In Seattle, WA, Anne Henszey Pyle and her husband were honored at the dedication of the Kenneth B. and Anne H. H. Pyle Center for Northeast Asian Studies in the National Bureau of Asian Research. Journalist George Will was the guest speaker at the gala black-tie event.
Marilyn Ramshaw Adair and her recently retired husband went on another Elderhostel vacation—this time for five weeks to New Zealand, Australia, and Tasmania. A highlight of the trip was when their next-door neighbor from New Jersey met them in Sydney and took them 200 miles south to a cattle farm that he had purchased in 2001.
Reunion chair Evelyn Zoda Shippee spent another warm and relaxing winter in Florida, where she “did some jewelry design to keep the creative juices going and line dancing for recreation and exercise. All five children and their spouses, plus all 13 grandchildren, came down to celebrate the ‘big’ [70th] birthday coming this year for Bob and me.” In April Evie took granddaughters Emma, 12, and Eva, 10, to Paris for five days. The girls’ mom, Laura ’87, and aunt Maria ’92 went too.

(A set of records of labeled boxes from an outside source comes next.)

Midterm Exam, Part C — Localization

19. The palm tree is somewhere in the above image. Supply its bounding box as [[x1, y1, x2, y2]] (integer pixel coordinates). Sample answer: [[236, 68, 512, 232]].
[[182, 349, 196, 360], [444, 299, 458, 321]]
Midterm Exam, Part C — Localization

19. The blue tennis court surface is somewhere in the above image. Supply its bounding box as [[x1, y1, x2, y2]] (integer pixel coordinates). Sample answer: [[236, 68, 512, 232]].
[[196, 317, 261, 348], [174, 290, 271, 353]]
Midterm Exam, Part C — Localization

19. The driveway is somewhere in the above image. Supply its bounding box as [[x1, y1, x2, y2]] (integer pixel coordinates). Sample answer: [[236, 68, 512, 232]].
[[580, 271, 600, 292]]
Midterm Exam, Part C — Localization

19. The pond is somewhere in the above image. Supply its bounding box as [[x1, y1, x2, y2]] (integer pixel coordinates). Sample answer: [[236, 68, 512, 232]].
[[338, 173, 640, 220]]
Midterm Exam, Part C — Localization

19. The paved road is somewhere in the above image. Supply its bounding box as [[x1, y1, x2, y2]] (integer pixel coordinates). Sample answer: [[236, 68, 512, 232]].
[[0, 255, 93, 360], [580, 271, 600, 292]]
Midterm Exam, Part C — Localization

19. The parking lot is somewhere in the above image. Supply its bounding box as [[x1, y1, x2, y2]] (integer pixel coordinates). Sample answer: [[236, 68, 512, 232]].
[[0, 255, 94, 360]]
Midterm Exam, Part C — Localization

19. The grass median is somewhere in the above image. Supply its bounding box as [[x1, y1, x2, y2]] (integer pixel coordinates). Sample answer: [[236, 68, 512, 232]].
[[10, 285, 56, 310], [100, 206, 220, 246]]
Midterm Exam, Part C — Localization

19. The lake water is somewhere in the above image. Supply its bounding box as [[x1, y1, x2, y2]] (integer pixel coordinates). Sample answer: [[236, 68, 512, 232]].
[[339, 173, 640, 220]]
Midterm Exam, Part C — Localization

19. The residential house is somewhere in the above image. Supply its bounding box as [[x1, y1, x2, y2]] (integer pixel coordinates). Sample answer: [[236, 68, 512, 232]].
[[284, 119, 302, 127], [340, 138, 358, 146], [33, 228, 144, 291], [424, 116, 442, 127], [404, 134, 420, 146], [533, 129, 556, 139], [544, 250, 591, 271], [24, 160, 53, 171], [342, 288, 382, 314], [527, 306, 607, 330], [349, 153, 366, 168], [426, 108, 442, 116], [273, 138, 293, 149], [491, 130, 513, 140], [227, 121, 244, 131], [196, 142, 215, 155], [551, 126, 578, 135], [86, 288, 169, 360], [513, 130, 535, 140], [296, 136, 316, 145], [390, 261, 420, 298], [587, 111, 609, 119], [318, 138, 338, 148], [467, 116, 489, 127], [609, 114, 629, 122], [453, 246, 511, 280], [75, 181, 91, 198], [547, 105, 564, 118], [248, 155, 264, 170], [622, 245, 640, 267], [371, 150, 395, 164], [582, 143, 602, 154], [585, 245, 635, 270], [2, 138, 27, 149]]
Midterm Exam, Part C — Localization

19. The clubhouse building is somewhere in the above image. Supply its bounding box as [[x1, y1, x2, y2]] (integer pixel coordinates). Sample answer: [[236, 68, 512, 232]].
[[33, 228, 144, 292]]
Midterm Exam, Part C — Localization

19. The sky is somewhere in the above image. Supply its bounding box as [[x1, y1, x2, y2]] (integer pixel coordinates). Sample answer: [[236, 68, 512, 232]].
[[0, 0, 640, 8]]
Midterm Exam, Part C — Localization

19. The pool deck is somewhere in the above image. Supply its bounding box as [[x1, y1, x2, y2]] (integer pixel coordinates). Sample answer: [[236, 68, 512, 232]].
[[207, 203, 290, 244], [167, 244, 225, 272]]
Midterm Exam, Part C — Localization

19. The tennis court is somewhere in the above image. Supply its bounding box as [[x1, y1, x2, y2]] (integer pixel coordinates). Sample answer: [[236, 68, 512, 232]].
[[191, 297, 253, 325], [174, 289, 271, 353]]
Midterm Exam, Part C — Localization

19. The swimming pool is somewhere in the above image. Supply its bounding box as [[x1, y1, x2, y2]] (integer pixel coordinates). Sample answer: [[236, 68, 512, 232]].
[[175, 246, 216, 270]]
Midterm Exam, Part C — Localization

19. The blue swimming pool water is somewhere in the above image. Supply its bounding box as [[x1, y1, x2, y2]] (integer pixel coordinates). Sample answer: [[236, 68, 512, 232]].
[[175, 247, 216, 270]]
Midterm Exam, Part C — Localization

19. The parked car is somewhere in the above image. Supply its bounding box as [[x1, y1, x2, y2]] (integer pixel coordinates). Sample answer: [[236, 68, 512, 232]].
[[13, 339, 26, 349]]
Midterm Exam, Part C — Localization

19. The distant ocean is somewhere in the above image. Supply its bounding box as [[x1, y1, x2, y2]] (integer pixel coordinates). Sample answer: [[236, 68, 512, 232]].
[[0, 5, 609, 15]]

Evie is now a licensed real-estate agent in New Jersey.
Abby Lewis Warman and her husband sold their home in Pennsylvania and are now full-time residents of Naples, FL. In April they attended the reception for Abby’s one-person show at the Everhart Museum in Scranton, PA. She says, “It was a big honor to be invited to this show, and it was fun to return to my roots.” The Warmans visit their nine grandchildren in New York, Boston, Pennsylvania, and Wisconsin. Abby says she’d love to see any classmates who come to Naples.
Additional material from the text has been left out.